Event-Driven Architecture: How Kafka Powers PLATFORMA

30+ Kafka topics connect 8 microservices. Here's why we chose event-driven architecture and the patterns that make it work at scale.

Stefan Nikolić

Senior Backend Engineer

When we started building PLATFORMA, we had a choice: synchronous REST calls between services, or asynchronous event-driven communication. We chose events. Two years later, it's the best architectural decision we made.

Why Events

The core argument for events is decoupling. When a customer places an order, the order service doesn't need to know that it should trigger provisioning, billing, notifications, and audit logging. It publishes an `order.created` event, and every interested service reacts independently.

This matters enormously for reliability. If the notification service is down, orders still process. The notification will be sent when the service recovers and catches up on the Kafka topic. In a synchronous architecture, a failing notification service would block the entire order flow.

The Event Catalog

We have 30+ event types organized by domain. Order events: `order.created`, `order.confirmed`, `order.cancelled`, `order.completed`. Provisioning events: `provisioning.started`, `provisioning.progress`, `provisioning.completed`, `provisioning.failed`. Billing events: `invoice.generated`, `payment.received`, `payment.failed`.

EVENT BUS
Publish
Kafka
Consume
30+Kafka topics
8Services
0Data loss

Every event has a versioned schema. We use JSON Schema validation on both producers and consumers. Schema evolution follows strict rules: new fields can be added (with defaults), existing fields cannot be removed or renamed, and type changes require a new event version.

The Saga Pattern

Order processing is a distributed transaction that spans multiple services. The customer orders a VPS → provisioning creates the VM → billing generates the invoice → notification sends credentials. If provisioning fails, the order should be cancelled and the customer refunded.

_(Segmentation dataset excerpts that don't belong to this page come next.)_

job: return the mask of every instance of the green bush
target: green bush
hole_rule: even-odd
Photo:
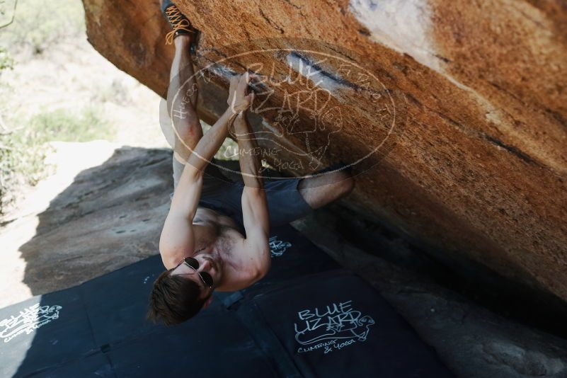
[[[0,44],[13,54],[25,47],[38,54],[62,38],[84,35],[85,28],[81,0],[18,0],[13,23],[0,31]]]
[[[0,135],[0,214],[14,199],[21,185],[35,185],[52,171],[45,164],[50,151],[47,142],[111,139],[114,130],[87,108],[79,113],[66,109],[39,113],[24,122],[25,127]]]

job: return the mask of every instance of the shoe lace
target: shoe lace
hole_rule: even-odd
[[[166,45],[171,45],[173,42],[173,37],[178,30],[193,33],[191,23],[176,6],[170,6],[166,9],[166,15],[172,27],[172,30],[166,35]]]

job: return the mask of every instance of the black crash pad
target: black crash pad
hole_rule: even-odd
[[[290,226],[260,282],[178,326],[144,321],[154,256],[0,309],[1,377],[447,377],[384,299]]]

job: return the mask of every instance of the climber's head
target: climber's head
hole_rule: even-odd
[[[217,266],[212,256],[197,254],[161,273],[154,282],[148,319],[176,324],[206,308],[212,299],[215,283],[220,282]]]

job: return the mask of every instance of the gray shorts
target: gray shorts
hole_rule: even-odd
[[[185,166],[175,158],[173,158],[173,160],[175,188]],[[214,159],[212,162],[217,163]],[[299,181],[300,178],[265,180],[264,189],[268,200],[270,227],[287,224],[305,217],[313,211],[297,189]],[[221,173],[220,168],[213,164],[208,164],[205,170],[201,199],[197,207],[212,209],[230,217],[236,222],[244,233],[244,225],[242,219],[244,188],[243,182],[229,180]],[[173,197],[173,193],[171,197]]]

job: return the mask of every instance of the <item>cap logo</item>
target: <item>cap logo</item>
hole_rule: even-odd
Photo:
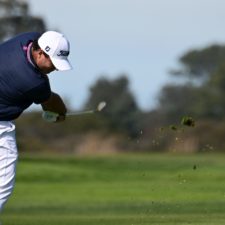
[[[46,52],[49,52],[50,49],[51,49],[51,48],[50,48],[49,46],[46,46],[46,47],[45,47],[45,51],[46,51]]]
[[[70,53],[69,51],[60,50],[60,52],[57,54],[57,56],[68,56],[69,53]]]

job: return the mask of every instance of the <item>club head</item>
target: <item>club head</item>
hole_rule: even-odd
[[[97,106],[97,111],[100,112],[106,107],[106,102],[100,102]]]

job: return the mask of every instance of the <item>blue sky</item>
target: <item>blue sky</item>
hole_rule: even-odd
[[[224,0],[29,0],[32,15],[71,42],[74,70],[50,74],[74,109],[102,75],[126,73],[142,109],[157,103],[168,70],[191,48],[225,44]]]

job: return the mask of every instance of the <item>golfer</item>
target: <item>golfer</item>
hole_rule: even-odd
[[[0,44],[0,211],[14,187],[17,145],[14,120],[31,104],[65,120],[66,107],[47,74],[72,69],[66,37],[55,31],[20,34]]]

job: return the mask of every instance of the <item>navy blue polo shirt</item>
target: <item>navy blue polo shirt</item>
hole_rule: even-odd
[[[39,33],[18,35],[0,45],[0,121],[14,120],[32,103],[51,95],[49,79],[27,59],[24,50]]]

We implement this using the saga pattern: each service publishes events about its success or failure, and a saga orchestrator tracks the overall state. If a step fails, compensating events are published to undo previous steps. The entire flow is visible in the event log — you can replay any order and see exactly what happened at each stage.

Consumer Groups and Scaling

Each service runs as a Kafka consumer group. When we need to scale the provisioning service (because there's a queue of orders), we add more instances to the consumer group. Kafka automatically rebalances partitions across instances. Scaling is horizontal and seamless.

We partition order events by tenant ID. This guarantees that all events for a single tenant are processed in order by the same consumer instance. No race conditions, no out-of-order processing.

Lessons Learned

Event-driven architecture is not simple. Debugging is harder — you can't just follow a request through a call stack. You have to trace events across topics and services. We built extensive tooling: a Kafka event viewer in our admin platform, correlation IDs on every event, and distributed tracing with OpenTelemetry.

But the benefits — reliability, scalability, and decoupling — are worth the complexity. We've had zero data loss in 18 months of production, and adding new services is as easy as subscribing to existing topics.